Further we met with Austrian professor of memorialization, Herbert Posch.

 

He lectured on how the University of Vienna remembers its own bloodied past of ignorance. The university, through fascist periods post-1933 until 1945 expelled many political opponents from University, and all Jews during the Nazi era. Many University members sympathized with Nazi goals, and actively supported the persecution of Jewry. Only in the past ten years has the education capital of Austria begun to deal with its own very complicated past.

We traveled to many sites on campus, including places of remembrance to expelled students, including the world-renowned therapist Dr Martin A. Fischer, who after his expulsion in the 1940s, fled to Canada and pioneered the field of art therapy.

 

On the site of a former university synagogue, burned down by the Gestapo during a pogrom, is a new synagogue. Oddly designed, it is sweltering, with no ventilation in the summer, and no heating in the winter.
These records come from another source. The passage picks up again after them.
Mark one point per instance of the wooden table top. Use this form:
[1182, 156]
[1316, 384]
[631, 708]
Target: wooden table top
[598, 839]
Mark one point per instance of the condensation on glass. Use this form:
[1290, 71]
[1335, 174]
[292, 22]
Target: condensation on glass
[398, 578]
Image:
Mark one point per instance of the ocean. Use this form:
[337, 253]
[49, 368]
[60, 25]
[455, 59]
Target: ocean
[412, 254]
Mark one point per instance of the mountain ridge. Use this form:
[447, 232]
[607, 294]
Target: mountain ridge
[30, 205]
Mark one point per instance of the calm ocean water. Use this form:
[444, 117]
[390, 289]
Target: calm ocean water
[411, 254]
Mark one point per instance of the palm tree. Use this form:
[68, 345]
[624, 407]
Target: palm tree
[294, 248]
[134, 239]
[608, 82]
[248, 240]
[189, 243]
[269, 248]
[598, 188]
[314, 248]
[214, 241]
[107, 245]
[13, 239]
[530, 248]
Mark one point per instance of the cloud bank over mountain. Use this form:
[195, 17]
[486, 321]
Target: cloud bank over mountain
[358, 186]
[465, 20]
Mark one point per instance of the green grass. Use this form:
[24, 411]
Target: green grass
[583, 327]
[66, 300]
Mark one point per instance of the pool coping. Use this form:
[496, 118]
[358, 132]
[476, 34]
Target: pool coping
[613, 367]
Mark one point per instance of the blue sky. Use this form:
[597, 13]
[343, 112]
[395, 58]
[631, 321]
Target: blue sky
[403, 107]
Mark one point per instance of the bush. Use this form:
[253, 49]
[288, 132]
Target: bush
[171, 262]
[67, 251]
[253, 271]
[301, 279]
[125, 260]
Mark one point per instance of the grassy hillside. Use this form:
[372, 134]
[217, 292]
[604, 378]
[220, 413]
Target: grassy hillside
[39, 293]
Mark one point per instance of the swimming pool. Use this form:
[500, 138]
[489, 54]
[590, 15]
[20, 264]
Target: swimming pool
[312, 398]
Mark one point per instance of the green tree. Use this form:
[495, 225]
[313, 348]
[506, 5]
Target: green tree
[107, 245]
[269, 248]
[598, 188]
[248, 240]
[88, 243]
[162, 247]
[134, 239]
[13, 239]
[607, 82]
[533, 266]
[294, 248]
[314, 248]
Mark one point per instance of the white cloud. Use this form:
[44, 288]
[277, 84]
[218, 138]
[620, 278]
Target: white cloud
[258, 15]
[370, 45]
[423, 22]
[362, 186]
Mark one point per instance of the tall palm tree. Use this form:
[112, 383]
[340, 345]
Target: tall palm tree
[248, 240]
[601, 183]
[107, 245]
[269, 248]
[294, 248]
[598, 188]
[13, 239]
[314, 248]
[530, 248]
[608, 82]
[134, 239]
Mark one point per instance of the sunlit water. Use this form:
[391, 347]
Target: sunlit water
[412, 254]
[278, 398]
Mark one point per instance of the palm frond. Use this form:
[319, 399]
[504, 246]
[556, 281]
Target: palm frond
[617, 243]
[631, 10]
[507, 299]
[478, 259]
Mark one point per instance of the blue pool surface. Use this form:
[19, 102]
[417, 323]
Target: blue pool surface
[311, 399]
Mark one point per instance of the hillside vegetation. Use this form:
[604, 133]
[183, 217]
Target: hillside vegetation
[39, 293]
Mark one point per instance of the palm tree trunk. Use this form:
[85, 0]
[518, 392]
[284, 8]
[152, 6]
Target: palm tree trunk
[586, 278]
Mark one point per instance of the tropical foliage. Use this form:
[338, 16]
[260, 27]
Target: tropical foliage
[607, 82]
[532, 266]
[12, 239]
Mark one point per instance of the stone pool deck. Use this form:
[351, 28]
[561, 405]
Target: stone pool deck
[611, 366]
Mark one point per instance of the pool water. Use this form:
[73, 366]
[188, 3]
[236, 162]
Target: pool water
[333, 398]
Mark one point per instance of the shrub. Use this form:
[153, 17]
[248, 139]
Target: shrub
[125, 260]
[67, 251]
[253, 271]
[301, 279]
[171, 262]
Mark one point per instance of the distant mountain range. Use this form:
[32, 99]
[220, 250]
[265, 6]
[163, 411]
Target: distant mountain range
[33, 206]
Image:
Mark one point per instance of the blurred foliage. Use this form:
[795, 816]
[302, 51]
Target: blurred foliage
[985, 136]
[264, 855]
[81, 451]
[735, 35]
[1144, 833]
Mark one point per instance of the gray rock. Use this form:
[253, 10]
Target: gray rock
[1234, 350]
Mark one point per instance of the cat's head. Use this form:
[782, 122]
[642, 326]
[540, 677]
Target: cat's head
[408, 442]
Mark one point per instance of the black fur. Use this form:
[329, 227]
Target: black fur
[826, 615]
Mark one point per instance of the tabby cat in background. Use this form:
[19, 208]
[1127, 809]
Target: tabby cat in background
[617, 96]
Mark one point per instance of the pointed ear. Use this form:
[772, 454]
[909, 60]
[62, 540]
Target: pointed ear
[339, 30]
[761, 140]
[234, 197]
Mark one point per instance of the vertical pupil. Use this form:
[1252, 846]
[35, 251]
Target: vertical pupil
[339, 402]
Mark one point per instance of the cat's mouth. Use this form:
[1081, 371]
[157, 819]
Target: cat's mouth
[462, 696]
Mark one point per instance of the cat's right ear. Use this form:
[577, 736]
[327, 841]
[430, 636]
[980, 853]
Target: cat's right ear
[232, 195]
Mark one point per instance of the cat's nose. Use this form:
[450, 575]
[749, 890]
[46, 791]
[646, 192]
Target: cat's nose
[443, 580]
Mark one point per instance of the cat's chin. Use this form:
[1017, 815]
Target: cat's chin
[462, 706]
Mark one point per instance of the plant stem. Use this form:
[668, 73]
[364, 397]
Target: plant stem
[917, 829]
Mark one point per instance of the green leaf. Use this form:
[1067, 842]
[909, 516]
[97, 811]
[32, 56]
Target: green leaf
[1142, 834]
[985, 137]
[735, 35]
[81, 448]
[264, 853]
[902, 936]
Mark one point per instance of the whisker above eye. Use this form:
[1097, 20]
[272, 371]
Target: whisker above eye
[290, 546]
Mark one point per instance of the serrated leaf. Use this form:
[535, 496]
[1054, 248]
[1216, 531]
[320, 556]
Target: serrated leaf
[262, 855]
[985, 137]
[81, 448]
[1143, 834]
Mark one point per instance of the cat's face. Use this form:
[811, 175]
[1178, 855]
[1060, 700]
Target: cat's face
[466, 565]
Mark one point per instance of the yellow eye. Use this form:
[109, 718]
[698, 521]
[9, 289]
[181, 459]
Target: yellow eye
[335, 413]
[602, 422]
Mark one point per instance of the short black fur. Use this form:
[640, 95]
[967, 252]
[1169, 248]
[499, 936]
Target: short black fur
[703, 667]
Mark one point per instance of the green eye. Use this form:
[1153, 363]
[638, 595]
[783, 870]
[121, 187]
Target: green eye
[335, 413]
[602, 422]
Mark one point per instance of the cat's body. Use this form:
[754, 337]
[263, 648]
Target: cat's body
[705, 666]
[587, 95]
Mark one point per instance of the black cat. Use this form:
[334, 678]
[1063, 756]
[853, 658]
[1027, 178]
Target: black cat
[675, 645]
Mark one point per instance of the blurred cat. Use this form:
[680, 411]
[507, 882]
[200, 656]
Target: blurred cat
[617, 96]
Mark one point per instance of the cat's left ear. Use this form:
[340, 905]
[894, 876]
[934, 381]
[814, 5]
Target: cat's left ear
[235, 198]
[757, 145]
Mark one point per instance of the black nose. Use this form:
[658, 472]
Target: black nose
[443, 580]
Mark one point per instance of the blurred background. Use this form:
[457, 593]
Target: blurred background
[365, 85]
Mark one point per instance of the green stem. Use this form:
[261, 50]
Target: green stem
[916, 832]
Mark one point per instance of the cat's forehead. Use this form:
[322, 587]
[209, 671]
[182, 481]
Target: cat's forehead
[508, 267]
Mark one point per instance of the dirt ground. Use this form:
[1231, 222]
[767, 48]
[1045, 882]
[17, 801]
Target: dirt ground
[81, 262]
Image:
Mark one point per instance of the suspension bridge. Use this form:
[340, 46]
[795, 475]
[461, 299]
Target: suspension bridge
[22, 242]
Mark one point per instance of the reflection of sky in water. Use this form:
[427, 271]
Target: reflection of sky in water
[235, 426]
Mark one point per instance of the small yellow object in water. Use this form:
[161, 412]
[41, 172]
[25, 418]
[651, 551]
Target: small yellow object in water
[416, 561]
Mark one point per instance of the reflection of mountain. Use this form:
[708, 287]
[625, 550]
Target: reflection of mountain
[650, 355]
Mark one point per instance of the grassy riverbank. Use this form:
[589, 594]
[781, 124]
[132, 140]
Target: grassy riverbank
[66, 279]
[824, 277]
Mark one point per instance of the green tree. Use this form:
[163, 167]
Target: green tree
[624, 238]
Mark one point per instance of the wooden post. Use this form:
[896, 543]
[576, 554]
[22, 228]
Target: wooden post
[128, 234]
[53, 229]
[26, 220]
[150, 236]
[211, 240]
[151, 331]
At all times of the year it is most uncomfortable to enter. Nonetheless it is a fascinating building. On its giant glass floor is large lettering, illustrating the names of crossed out synagogues on the Gestapo’s list of those to burn in Vienna. The whole building gives an almost otherworldly, peaceful vibe, due to its modernist, revisionist architecture, laying on the stones of the old synagogue.

 

Finally, we saw a site of fascist and alt-right veneration, the head of the fascist statue of victory. On campus the statue became a target of defacement by democratic and leftist liberal students, as it held a prominent place in the university’s main hall, although it was a fascist monument, depicting a fascist narrative.

Even though the statue was eventually moved, it still continued to be used for propaganda by far-right groups and to be a target of vandalism for liberals. Now the head of the statue almost lies seemingly forgotten in a corner of a courtyard entombed and protected by glass, with a growing layer of dust.

The day was, like many other days hard on the knees and the soul. So many new things are thrown at us, but we continue our journey. But as we go by monument after monument sometimes it is difficult to remember that something did indeed happen here.

Only eighty or so years ago, bullets struck walls in Berlin, Vienna had emptied its streets amid the whine of bomb sirens, and a Swedish doctor in red cross garb walked through the gates of Ravensbrück to free women from hell.

The reality of those facts never truly leaves us, but unfortunately the world in which we live seems to have largely moved on.